SSB Law, which also handles some private client work, has joined forces with Imperium Law to create a practice with a turnover of around £5m, with two offices and 50 staff.
Sheffield-based SSB was already an ABS as two of its three partners – Wesley Bower and Steven Westwood – are not lawyers, but it has had to give up that licence and seek a new one to create SSB Group for the two firms, as well as SSB Compliance and SSB Financial Services.
The two offices will retain their existing names and branding, however. Imperium has brought about 20 people to SSB.
SSB managing partner Jeremy Brooke and Imperium’s sole partner Philip Jackson are former colleagues. Mr Brooke said: “We both have strong reputations in injury and medical negligence claims combined with a real focus on using efficient processes to benefit clients.
“The joining of the two businesses strengthens our position in the personal injury sector significantly, at a time when many practices have moved away from this area of law due to external changes in the market.”
Mr Jackson added: “The merger will enable us to take advantage of opportunities smaller firms are often excluded from, whilst expanding the range of services we offer to include private client matters and financial services.”

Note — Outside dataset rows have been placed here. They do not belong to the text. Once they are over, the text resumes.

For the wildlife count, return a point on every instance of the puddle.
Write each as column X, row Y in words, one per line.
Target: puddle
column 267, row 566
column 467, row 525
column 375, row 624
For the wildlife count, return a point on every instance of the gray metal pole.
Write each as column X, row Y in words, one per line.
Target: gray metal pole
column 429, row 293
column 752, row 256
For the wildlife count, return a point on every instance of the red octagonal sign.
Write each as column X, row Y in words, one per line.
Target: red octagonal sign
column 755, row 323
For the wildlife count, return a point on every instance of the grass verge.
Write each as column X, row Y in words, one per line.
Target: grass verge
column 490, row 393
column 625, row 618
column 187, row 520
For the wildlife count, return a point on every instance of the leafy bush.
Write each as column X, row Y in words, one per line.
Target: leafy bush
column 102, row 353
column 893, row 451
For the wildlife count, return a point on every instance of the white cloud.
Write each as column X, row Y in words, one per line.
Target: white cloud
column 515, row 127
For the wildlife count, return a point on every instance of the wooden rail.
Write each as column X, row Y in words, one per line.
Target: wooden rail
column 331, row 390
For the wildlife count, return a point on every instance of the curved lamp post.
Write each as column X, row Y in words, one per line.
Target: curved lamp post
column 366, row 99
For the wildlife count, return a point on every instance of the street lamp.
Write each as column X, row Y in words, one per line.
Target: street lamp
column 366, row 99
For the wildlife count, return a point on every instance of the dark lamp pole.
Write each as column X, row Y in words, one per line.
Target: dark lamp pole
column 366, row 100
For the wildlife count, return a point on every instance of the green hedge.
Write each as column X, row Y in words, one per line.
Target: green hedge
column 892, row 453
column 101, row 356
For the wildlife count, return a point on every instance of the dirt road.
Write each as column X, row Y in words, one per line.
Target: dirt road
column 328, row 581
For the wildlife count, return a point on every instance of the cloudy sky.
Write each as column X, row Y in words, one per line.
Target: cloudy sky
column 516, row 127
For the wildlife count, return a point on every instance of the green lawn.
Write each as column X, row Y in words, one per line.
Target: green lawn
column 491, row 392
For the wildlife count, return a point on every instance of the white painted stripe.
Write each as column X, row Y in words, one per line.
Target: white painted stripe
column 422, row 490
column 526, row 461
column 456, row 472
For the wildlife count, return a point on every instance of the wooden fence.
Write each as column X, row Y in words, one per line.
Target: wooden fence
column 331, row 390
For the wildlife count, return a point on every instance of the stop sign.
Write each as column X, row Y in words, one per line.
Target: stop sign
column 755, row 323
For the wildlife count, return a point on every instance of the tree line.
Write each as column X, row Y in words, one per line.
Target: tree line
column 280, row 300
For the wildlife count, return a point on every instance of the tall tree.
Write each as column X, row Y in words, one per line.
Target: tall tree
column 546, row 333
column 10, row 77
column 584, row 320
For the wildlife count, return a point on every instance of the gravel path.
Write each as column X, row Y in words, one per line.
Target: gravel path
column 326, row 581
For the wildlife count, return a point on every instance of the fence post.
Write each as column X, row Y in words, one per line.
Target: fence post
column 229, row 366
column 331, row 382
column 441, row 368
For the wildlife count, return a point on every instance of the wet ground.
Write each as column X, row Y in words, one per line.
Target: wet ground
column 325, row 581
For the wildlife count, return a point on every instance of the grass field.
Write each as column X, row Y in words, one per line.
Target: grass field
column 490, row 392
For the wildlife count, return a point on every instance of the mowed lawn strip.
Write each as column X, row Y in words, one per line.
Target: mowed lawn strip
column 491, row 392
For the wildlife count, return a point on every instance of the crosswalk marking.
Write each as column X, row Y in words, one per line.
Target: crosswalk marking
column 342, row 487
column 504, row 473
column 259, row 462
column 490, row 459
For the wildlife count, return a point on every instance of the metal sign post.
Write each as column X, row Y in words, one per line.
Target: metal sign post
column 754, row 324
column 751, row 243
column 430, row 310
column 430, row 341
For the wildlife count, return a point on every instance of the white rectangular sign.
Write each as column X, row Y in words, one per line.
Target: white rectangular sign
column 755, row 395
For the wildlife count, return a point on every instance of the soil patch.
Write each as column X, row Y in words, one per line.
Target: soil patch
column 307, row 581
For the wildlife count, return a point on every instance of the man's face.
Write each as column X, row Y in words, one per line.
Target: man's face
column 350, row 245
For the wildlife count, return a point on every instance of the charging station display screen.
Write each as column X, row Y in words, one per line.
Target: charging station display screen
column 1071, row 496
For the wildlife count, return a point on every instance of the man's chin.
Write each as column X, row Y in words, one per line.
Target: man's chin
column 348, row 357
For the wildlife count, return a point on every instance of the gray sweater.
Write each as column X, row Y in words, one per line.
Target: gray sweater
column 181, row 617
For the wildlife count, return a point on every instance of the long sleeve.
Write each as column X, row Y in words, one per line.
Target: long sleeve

The group plans to invest further in marketing, technology and the partners are considering further acquisitions, saying the firm has also attracted interest from “significant international investment funds”.
Mr Brooke said: “There’s a level of scale required to be successful in the personal injury market now and we have held discussion with a number of parties about ways we can work together in the future, be that through acquisition or strategic partnerships.”
SSB specialises in PI claims that other firms have decided not to pursue; Mr Bower told Legal Futures that it takes on about 28% of such cases that it looks at, and has an 88% success rate with them.
The firms that pass on these cases – which can be for various reasons, Mr Bower said – receive 20% of the fees generated.
Mr Bower said SSB needed the extra capacity that Imperium offered, as it looked to make the best of next year’s reforms. He said he was confident that, with some “tweaks”, the newly enlarged firm would be able to continue to prosper.
He suggested it was mid-sized firms that were panicking most about the April 2020 reforms, with partnerships unable to agree on what to do. He said one firm offered SSB its whole personal injury caseload – with billings of £300,000 a year – for free so long as they could preserve their costs.